L’ordre constitutionnel ramène au mot Constitution. Qu’est-ce qu’une Constitution ? « Une Constitution est un ensemble de textes juridiques qui définit les institutions de l’État et organise leurs relations. Elle peut aussi rappeler des principes et des droits fondamentaux. Elle constitue la règle la plus élevée de l'ordre juridique ».

Au regard de cette définition, il est aisé de se rendre compte que le cœur du mal guinéen est le non-respect de nos différentes Constitutions par nos élites dirigeantes depuis l’indépendance le 2 octobre 1958.

Nous pouvons donc simplement dire que le retour à l’ordre constitutionnel consiste à rétablir la Constitution en vigueur dans le pays en respectant toutes ses dispositions.

Qui a rompu l’ordre constitutionnel?

C’est Alpha Condé qui a rompu l’ordre constitutionnel en violant l’article 27 de la Constitution et l’article 23, alinéa 5 de la Charte africaine de la démocratie, des élections et de la gouvernance. L’adhésion à cette Charte est consacrée dans le préambule de notre Constitution du 7 mai 2010.

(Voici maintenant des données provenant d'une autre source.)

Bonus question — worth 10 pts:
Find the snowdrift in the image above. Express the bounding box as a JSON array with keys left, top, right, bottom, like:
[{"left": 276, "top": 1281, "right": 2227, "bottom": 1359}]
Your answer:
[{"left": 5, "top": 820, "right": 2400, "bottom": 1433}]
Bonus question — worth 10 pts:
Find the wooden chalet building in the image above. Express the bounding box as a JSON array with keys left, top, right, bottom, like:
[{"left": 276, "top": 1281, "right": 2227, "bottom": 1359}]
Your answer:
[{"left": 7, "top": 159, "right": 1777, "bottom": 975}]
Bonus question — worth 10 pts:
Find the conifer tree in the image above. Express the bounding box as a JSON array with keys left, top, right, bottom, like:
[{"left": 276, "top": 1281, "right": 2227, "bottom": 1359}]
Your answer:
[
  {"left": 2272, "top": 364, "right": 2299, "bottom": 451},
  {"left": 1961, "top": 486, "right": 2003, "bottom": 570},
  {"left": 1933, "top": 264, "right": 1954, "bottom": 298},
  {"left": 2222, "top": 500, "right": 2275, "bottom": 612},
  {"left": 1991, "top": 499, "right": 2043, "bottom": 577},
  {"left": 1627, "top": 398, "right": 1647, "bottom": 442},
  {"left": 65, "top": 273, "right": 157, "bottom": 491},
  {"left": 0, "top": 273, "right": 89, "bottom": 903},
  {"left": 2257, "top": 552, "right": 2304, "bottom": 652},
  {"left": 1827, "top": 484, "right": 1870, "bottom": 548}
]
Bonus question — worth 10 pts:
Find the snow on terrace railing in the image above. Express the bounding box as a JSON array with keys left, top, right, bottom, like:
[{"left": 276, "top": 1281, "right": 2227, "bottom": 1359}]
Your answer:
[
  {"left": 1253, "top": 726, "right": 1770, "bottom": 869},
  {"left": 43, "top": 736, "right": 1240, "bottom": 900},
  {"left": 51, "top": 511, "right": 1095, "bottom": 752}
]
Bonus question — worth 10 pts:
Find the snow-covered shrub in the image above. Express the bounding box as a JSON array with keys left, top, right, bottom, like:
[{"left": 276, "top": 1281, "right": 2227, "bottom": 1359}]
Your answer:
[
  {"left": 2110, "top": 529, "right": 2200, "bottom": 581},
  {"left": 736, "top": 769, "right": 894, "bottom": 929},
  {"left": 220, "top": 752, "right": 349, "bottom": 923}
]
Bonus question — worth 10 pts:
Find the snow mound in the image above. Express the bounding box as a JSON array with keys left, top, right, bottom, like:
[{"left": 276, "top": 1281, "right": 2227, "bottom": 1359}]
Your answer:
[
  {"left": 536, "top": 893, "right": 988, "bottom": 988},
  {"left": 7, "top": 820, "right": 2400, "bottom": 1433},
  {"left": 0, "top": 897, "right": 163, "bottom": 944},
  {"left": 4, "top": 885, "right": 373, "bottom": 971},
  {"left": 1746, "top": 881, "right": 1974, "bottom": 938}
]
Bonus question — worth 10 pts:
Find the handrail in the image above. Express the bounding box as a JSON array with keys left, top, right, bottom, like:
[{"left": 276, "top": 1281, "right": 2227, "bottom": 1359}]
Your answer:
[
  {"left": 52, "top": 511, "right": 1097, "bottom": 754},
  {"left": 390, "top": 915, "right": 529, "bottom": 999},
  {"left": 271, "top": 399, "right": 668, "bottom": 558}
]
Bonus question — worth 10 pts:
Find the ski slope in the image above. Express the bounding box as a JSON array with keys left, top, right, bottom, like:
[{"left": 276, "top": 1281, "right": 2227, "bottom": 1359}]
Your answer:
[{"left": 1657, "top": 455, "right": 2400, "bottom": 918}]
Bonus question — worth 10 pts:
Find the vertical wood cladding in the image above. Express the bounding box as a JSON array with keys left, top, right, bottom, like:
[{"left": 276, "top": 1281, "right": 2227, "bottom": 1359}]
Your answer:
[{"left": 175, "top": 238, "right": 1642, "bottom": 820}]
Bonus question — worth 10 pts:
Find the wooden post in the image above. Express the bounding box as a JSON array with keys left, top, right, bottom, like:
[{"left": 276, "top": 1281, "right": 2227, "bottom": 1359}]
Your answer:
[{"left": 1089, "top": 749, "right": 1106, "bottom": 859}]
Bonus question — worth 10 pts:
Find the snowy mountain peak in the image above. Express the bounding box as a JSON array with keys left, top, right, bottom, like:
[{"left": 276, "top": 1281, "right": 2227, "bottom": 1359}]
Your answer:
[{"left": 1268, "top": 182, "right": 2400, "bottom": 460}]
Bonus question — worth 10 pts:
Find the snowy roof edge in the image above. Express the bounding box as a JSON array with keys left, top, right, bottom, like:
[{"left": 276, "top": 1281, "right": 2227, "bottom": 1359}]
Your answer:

C’est le coup de force sanglant d’Alpha Condé qui a mis fin à l’ordre constitutionnel obtenu de haute lutte en 2010. Le 5 septembre 2021, c’est un putschiste militaire qui a renversé un putschiste civil, ce qui ne change pas la réalité de la rupture de l’ordre constitutionnel, la junte s’est contentée de promettre de le rétablir.

Que faut-il faire ?

Pour revenir à l’ordre constitutionnel, il s’agit simplement de rétablir la Constitution en vigueur à la veille du putsch constitutionnel du 22 mars 2020. Alpha Condé était au terme de son dernier mandat et l’élection présidentielle devrait se tenir en octobre 2020 pour élire le nouveau président.

C’est ce processus qu’il faut reprendre afin de redonner au peuple son pouvoir souverain d’élire ses représentants.

Techniquement le délai d’organisation d’une élection présidentielle transparente et crédible ne peut excéder six mois. L’article 42 de notre Constitution prévoit 90 jours d’intérim pour organiser une nouvelle élection présidentielle.

Le colonel Mamadi Doumbouya doit revenir à son engagement solennel du 5 septembre 2021 : le retour à l’ordre constitutionnel.

L’armée n’a pas pour vocation d’exercer le pouvoir politique. Les militaires Guinéens doivent tirer les mêmes conclusions que les militaires Béninois (record de quatre coups d’Etat en six ans), Ghanéens, Nigérians et Nigériens : c’est le respect de l’ordre constitutionnel qui est profitable à nos pays et non les coups d’Etat. Depuis leur prise de conscience salutaire, les élections se tiennent régulièrement dans ces pays et leurs peuples ont recouvré leur pouvoir souverain. Tous ces pays sont mieux gérés depuis que la compétition pour l’exercice du pouvoir est démocratique.

Respectons notre Constitution et nos lois : la souveraineté populaire appartient au peuple qui l'exerce par ses représentants élus et par voie de référendum.

Aucune fraction du peuple, aucun individu ne peut s'en attribuer l'exercice.

En ce moment, nous avons un individu soutenu par une fraction du peuple qui s’en attribue l’exercice. C’est contraire à l’esprit et à la lettre de notre Constitution.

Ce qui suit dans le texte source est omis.